MIDDLE GRADE BOOK REVIEW: Vertical by Janet Berend
ABOUT THE BOOK
Skateboarder Josh Lowman witnesses one of the best skateboarders in town (the local bully) commit a crime. For days he agonizes over whether to tell anyone. Meanwhile, his friendships with a fellow skater (who is debating whether to drop out of school), a beautiful girl in his class (who loves to read, and seems to like Josh), and a cool math tutor (a college student who skates) slowly steer him toward a new kind of courage.
Josh has a mesmerizing narrator's voice; he rattles off a vacuous Valley-speak while slowly coming into his own, intellectually and morally. There is a hint of Holden Caufield about him. Vivid descriptions of skateboarding throughout the book will keep any skateboarder glued to the page.
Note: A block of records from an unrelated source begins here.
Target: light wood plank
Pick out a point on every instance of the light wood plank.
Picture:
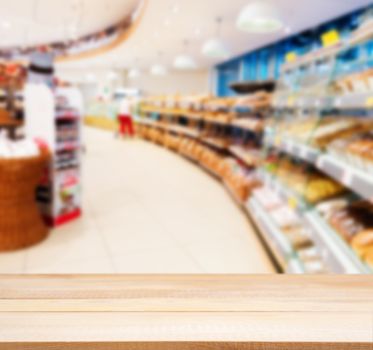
(235, 327)
(186, 346)
(191, 312)
(187, 293)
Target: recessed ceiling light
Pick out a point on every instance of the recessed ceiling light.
(91, 78)
(185, 62)
(197, 32)
(112, 76)
(167, 22)
(175, 9)
(6, 24)
(158, 70)
(216, 48)
(134, 73)
(260, 17)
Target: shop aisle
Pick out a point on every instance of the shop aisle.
(146, 211)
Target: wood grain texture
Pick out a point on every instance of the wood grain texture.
(186, 312)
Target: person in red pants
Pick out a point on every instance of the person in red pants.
(125, 119)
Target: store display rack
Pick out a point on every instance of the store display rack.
(59, 195)
(342, 94)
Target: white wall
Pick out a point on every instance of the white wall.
(176, 82)
(173, 83)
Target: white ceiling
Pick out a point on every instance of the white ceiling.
(30, 22)
(164, 27)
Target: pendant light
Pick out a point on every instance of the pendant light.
(158, 69)
(134, 73)
(216, 47)
(185, 61)
(112, 76)
(260, 17)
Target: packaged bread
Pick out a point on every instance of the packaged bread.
(362, 243)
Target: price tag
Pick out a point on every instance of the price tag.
(347, 178)
(304, 152)
(330, 38)
(291, 56)
(293, 203)
(369, 102)
(320, 163)
(291, 101)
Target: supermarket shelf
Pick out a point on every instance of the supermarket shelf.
(217, 121)
(241, 154)
(242, 123)
(353, 178)
(68, 146)
(301, 151)
(275, 239)
(209, 171)
(67, 115)
(147, 122)
(337, 253)
(289, 196)
(347, 101)
(213, 143)
(237, 200)
(184, 131)
(333, 248)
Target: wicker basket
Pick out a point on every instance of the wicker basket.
(21, 224)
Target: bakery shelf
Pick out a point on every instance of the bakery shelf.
(247, 124)
(243, 155)
(354, 101)
(214, 143)
(299, 150)
(355, 179)
(347, 101)
(333, 248)
(275, 239)
(283, 192)
(210, 171)
(184, 131)
(68, 146)
(330, 52)
(294, 148)
(147, 122)
(67, 115)
(238, 201)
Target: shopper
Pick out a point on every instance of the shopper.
(125, 119)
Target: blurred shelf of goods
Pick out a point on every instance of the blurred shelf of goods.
(295, 153)
(289, 134)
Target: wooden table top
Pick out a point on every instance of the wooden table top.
(186, 312)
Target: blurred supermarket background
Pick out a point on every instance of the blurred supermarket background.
(186, 136)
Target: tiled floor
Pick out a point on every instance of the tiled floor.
(146, 211)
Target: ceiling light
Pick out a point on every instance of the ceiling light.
(216, 48)
(175, 9)
(91, 78)
(167, 22)
(288, 30)
(260, 17)
(134, 73)
(158, 70)
(6, 24)
(197, 32)
(112, 76)
(185, 62)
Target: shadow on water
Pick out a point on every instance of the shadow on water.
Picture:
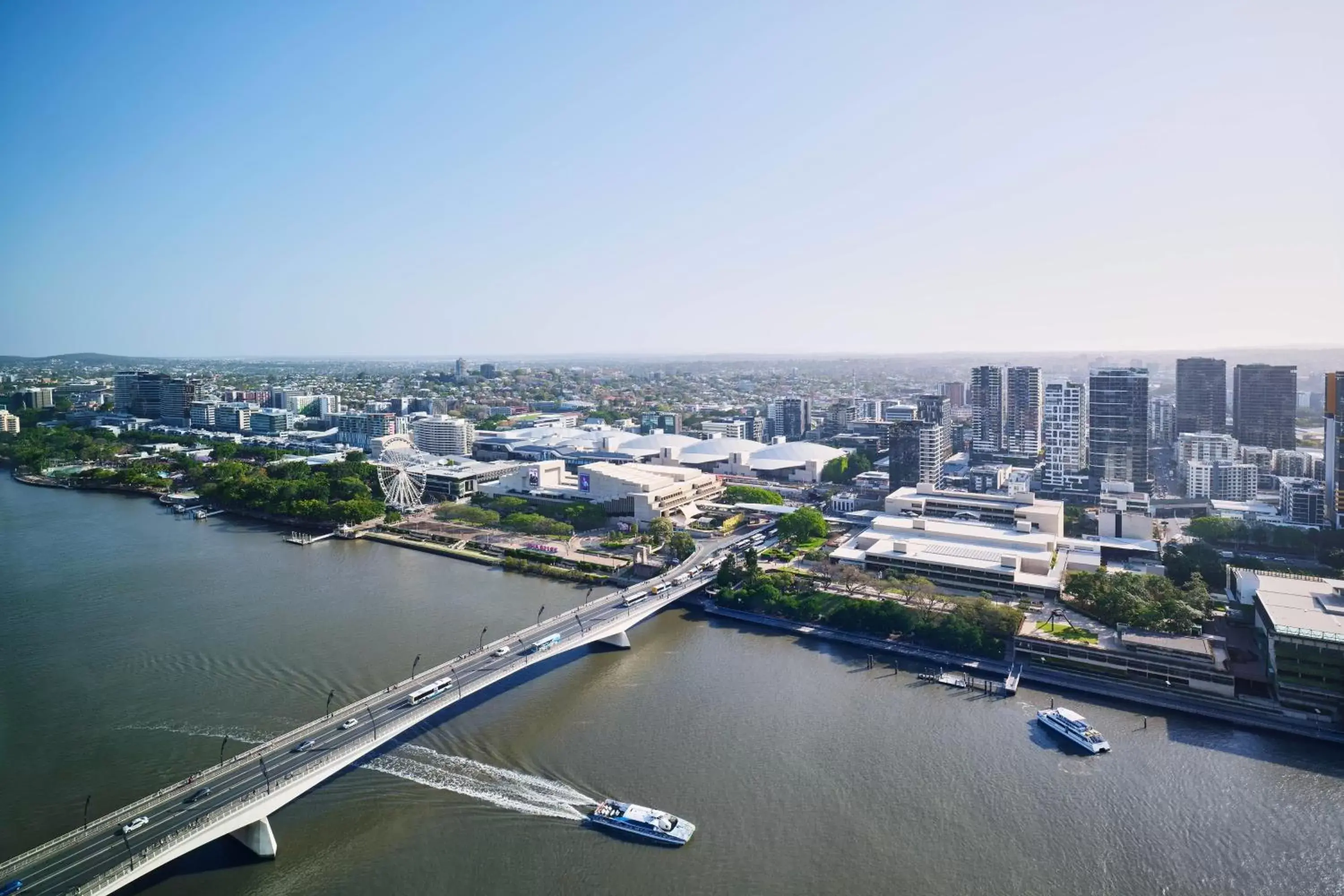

And a plot that rolls ahead constantly will maintain the reader's attention, while intermittently sneaking in a few lessons from English and math class, which serve to advance the story. (References to math in skateboard ramp design; plus small epiphanies from Lord of the Flies,Antigone, and Of Mice and Men.) Josh starts out as a school-hating dude and slowly comes around to seeing that he can skate and be smart . . . and a decent person.
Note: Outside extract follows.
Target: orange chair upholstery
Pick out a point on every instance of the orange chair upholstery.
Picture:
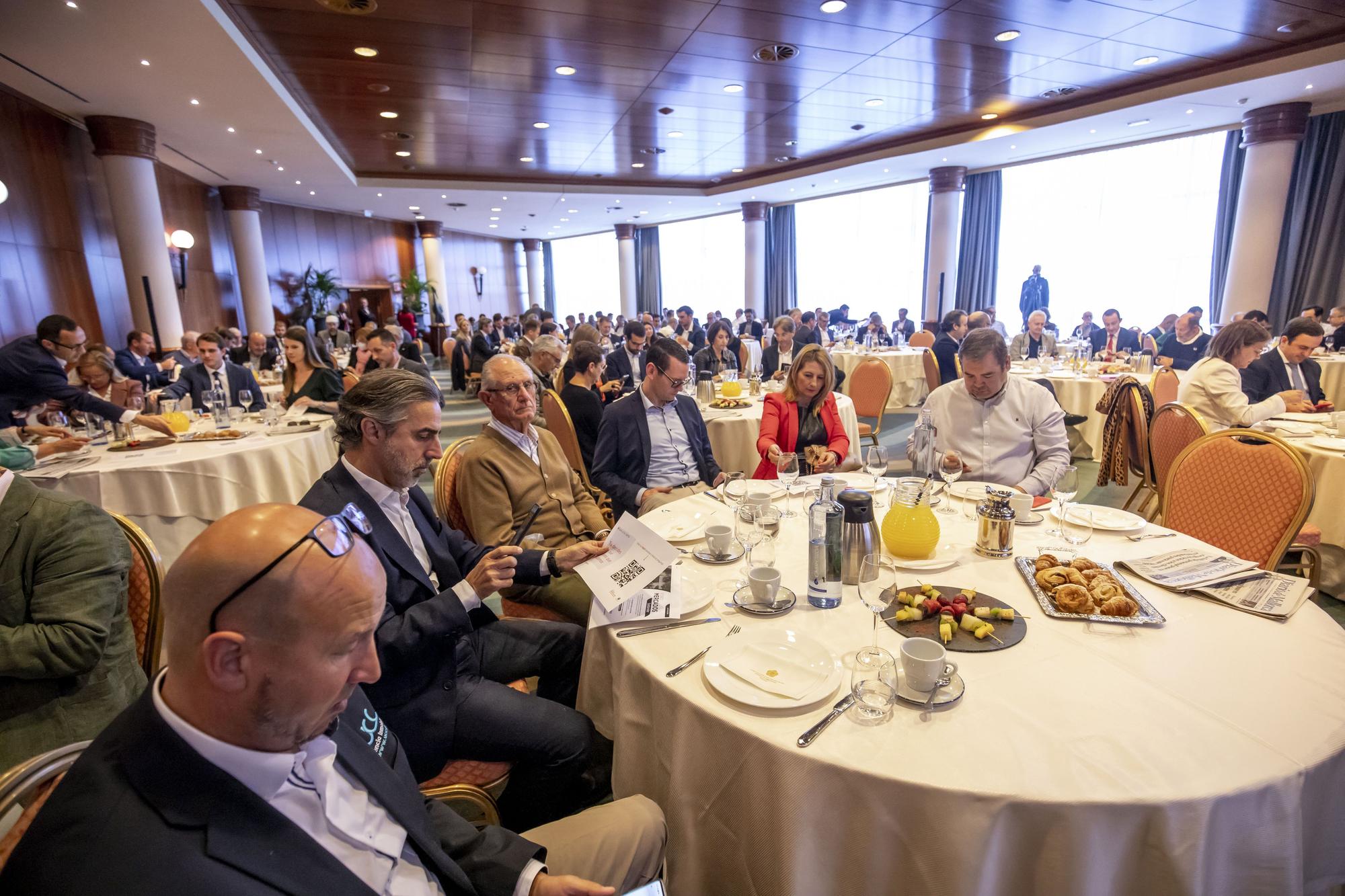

Vertical will be loved by kids and by parents and teachers.
I ended up liking this book a lot more than I thought I would considering it's about an activity I know little about. I mean I've seen plenty of skateboarders, but I know little about the different moves and equipment and such. But the author does a good job describing the different moves and there is even a glossary at the end of the book defining the skateboarding terms that she uses throughout the book. The book felt real to me in terms of skater terminology and culture, but once again I am no expert.
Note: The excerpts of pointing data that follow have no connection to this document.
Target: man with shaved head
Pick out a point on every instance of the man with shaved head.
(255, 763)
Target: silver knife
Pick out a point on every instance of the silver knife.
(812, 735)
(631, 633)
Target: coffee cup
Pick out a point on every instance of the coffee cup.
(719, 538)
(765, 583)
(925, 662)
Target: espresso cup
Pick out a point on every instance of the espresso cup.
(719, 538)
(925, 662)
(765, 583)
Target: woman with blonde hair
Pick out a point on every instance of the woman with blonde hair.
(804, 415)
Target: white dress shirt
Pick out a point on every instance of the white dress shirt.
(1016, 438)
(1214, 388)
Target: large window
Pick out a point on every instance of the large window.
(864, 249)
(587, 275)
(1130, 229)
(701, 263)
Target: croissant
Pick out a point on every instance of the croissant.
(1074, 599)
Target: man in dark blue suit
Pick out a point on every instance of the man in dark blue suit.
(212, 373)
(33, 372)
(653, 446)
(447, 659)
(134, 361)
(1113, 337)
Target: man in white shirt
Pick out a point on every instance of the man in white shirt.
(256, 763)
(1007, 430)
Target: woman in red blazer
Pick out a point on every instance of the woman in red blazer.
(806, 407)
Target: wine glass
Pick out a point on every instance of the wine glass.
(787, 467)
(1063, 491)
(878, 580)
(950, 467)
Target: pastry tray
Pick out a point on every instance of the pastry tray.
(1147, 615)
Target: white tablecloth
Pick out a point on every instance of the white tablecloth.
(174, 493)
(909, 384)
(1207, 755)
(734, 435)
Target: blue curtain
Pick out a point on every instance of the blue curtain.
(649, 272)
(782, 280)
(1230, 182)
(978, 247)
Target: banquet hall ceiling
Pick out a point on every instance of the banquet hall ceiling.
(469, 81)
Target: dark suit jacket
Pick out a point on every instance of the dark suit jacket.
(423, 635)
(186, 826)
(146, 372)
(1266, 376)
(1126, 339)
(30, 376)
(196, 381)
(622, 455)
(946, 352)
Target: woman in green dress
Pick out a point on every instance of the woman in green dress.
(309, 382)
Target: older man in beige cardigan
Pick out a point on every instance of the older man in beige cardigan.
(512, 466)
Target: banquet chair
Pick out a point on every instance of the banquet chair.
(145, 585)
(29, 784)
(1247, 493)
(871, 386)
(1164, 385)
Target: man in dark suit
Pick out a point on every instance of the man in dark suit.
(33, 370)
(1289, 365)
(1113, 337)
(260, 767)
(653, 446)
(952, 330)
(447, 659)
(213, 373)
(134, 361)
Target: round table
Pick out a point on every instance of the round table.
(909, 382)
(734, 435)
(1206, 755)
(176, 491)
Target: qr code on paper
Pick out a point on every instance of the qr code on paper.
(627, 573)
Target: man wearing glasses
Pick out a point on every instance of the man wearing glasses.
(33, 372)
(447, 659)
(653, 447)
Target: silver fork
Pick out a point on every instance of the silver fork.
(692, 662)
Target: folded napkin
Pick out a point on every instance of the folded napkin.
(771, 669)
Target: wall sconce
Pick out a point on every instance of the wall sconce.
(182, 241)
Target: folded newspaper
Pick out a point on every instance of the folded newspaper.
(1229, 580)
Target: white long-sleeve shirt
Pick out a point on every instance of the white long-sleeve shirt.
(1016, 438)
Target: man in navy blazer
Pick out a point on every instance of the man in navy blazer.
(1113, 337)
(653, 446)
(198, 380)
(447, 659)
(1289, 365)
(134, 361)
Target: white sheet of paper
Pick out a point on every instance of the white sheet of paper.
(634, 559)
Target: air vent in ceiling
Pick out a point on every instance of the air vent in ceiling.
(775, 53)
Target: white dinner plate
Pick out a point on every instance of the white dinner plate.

Josh is a likable character with a typical teenager's disdain for school. He would much rather be skateboarding with his best friend Brendon. Although there is a cute girl in his English class, Josh wishes his parents would get off his case about his grades. And then there is the whole seeing someone steal from a car and what if anything he should do about it. And when the thief starts bullying him and Brendon goes along with it, Josh just doesn't know what to do. He doesn't want to be a squealer, but when Lenny goes to far, Josh must decide if he has the courage to do the right thing or not.
I appreciated how the author provided Josh with parents who cared enough to discipline Josh when he let his grades slip to low. Too many MG/YA books have absentee or troubled parents, it was refreshing to read one that didn't. I also liked Josh's English teacher and math tutor who provided good mentors for a confused Josh. I also enjoyed how the author worked in some real math and literature in a believable way. And Josh's reactions are so believable I almost laughed at times and then I sighed and rolled my eyes instead at these boys who think they can spend the rest of their lives skateboarding.
Overall, a refreshingly current read with believable characters, real issues, and an interesting plot that is appropriate for both middle grade readers and young adult readers. Also a good read for reluctant readers who are really into skateboarding.